Por que somente na mulher os mamilos são vistos como ''órgãos sexuais" e, por isso, devem ser censurados, enquanto os machos caminham livremente na rua com seus mamilos expostos? É porque os homens não conseguiriam se controlar caso fosse dado o mesmo direito ao uso do próprio corpo às mulheres? Ou seja, é porque o homem não consegue segurar o pau dentro da calça e respeitar o corpo alheio? É porque os mamilos das mulheres passam mensagens sexuais quando eriçam? Ora, mas um mamilo pode eriçar por qualquer coisa, involuntariamente, por contato com determinados tecidos, por fricção com a roupa, por a mulher estar num ambiente frio, por um espirro... E os mamilos dos machos, não eriçam? Ah, mas ''homem é homem''?... isso não é argumento nem aqui nem na China. Não passa de um discurso machista para naturalizar a disparidade de gênero no que se refere ao tratamento entre homens e mulheres na sociedade.
Mamilos/seios não são órgãos sexuais. Órgão sexual é a vagina, em especial o clitóris, assim como o pênis. Até o cu, em linguagem popular, pode ser considerado órgão sexual já que é usado em relações sexuais, sobretudo as homoafetivas. E não nos esqueçamos que anatomia como toda ciência tem uma história, se inscreve no tempo e no espaço e não está isenta de ideologias, estas podendo ou não sustentar relações de poder. Basta lembrarmo-nos que anatomia (leitura anatômica dos sujeitos) já foi usada para legitimar relações assimétricas de poder entre homens e mulheres desde séculos passados, através do culto ao falo. 
A dicotomia entre mamilo feminino x mamilo masculino e como a sociedade lê e encara os peitos na mulher e os peitos no homem diz muito sobre hiperssexualização e objetificação feminina e a cultura sexista, pois se constituem amplamente de censura patriarcal que visa regular, monitorar e coagir a expressão do corpo feminino voltado a vontade e liberdade da mulher. 

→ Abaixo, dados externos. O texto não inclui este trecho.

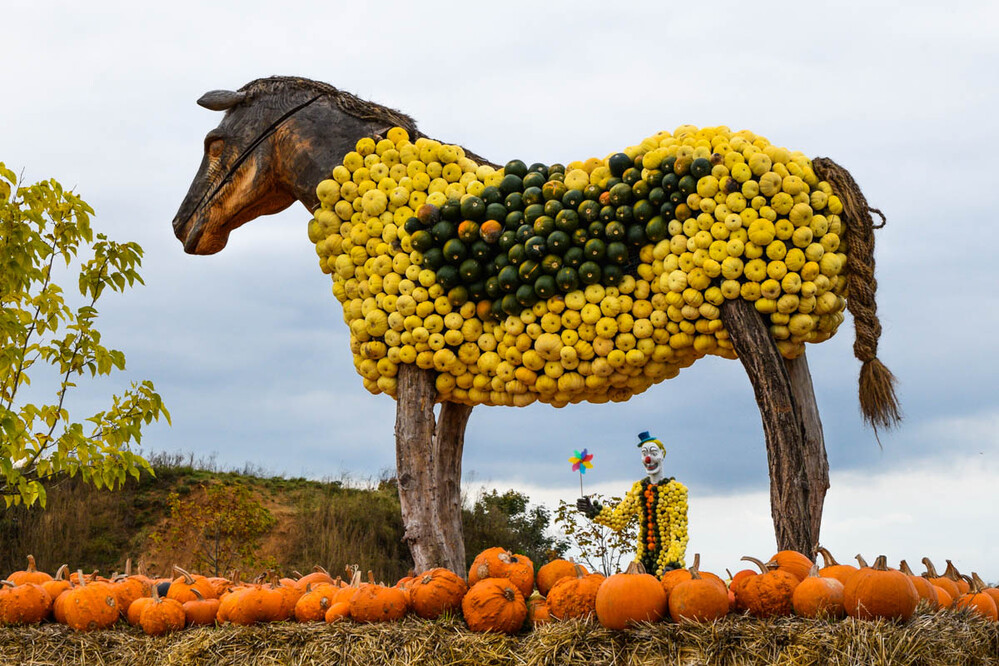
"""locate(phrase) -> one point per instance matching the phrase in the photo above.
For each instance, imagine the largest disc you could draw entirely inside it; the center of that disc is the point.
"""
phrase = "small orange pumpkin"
(633, 596)
(494, 605)
(819, 596)
(435, 592)
(574, 596)
(834, 569)
(875, 592)
(978, 600)
(698, 599)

Maria Bethânia: fotos censuradas no Instagram
Os seios da mulher não são ofensivos nas propagandas de cerveja ou quando são usados para vender carros, roupas, cosméticos etc. Os mamilos femininos que aparecem em todo episódio de Game of Thrones também não chocam. A publicidade usa e abusa do corpo da mulher, e uma das partes do corpo mais hiperssexualizada são os seios. As pessoas compram isso e não se questionam sobre tal, é naturalizado. Agora, imagine uma mulher amamentando seu filho em público... que vulgar, falta de pudor, não podia fazer isso num banheiro? Isso mesmo, sugerem que a mãe dê de mamar (alimente seu bebê) em um banheiro, cheio de bactérias e tals, porque aqueles peitos ali não estão sendo usados para agradar machos, apenas isso. 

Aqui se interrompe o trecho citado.